Throughout we can see his ardour for the forward course and the vigour in attack. “Humdrum Liberalism won’t win elections”—that was to be the gist of his political teaching in later years: it almost summed up his political strategy.
Certainly young Lloyd George was not himself inclined to be “humdrum.” Just at this moment, when the old and the new Liberalism in Wales, as in England, were wrestling for the mastery, he definitely took the forward side. It was significant of this that he first came out as a notable public speaker in a sphere beyond his own district at a great public meeting held at Festiniog on February 12th, 1886, and addressed by the famous Irishman, Michael Davitt.
The Liberal Party was not at that moment fully committed to Home Rule, and among the elder men there had been grave head-shakings over this invitation to Michael Davitt. Rebellion was more seriously regarded in those days; and Michael Davitt had both rebelled and paid the penalty. The law had laid its finger on him and marked him with its broad arrow; and respectable people whispered the word “felon.”

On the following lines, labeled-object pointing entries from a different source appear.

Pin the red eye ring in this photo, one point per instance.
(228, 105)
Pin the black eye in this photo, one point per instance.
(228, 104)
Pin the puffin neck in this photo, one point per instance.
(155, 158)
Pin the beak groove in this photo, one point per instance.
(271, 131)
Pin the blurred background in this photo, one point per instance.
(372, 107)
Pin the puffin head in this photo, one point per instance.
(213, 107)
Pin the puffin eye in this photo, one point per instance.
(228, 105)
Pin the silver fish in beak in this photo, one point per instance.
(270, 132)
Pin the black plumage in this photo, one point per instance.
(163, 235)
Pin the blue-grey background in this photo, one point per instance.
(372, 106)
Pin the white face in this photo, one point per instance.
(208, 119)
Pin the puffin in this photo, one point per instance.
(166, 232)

Young Lloyd George was invited to the Davitt meeting. There were grave doubts in the family circle as to whether he ought to go. But he was urged on by one who had already a great and growing influence over him, a certain Maggie Owen living at a farmhouse about a mile from Criccieth and more and more mentioned in the diaries of this time. This young lady already had her definite views, and she had no patience with this attempt to make a pariah of Michael Davitt. “Of course you must go,” she said simply; “why not?” And that seemed to settle the matter.

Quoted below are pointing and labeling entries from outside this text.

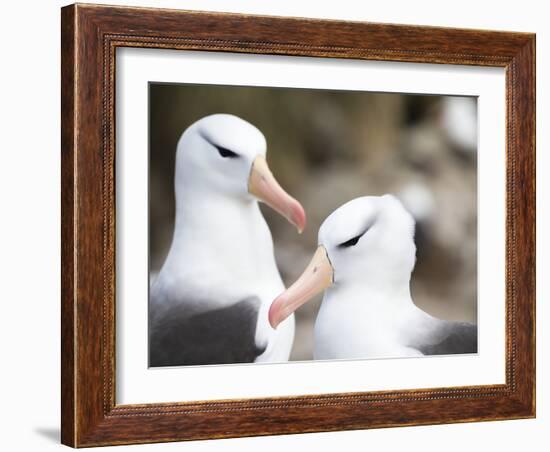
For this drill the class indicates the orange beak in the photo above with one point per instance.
(317, 276)
(265, 187)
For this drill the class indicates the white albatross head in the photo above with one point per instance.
(367, 242)
(224, 155)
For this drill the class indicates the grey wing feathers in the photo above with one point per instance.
(222, 336)
(450, 338)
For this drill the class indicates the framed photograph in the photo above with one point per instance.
(282, 225)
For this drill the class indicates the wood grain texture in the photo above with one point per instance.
(90, 36)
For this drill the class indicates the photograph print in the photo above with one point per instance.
(303, 224)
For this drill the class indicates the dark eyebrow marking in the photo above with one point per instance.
(224, 152)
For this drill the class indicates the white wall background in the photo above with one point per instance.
(29, 239)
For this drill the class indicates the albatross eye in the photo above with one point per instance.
(226, 153)
(353, 241)
(350, 242)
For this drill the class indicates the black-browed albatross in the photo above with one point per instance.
(209, 303)
(364, 261)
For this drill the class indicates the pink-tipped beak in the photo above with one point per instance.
(265, 187)
(317, 276)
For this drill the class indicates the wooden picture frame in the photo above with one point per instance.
(90, 36)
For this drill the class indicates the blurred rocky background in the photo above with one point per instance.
(327, 147)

The difficulty was to persuade any one to move a vote of thanks to Michael Davitt at this meeting; all the prudent people stood aside. But there sat in a chair a brave and stalwart man—Mr. Michael Jones of Bala—and at the last moment he persuaded young Lloyd George to move the vote of thanks. The young David rose, and he instantly made a speech which was largely reported and which electrified North Wales. In this speech there are already some of those daring, flashing phrases with which he afterwards familarised the world. There was already that fearless touch which has since made the speaker a perpetual storm-centre.
Michael Davitt, always a shrewd judge of men, was deeply impressed with the speech. He advised Mr. Lloyd George to think of Parliament, and the other Michael—Jones of Bala—urged the same advice. From that time forward the young man’s thoughts began to turn towards Westminster.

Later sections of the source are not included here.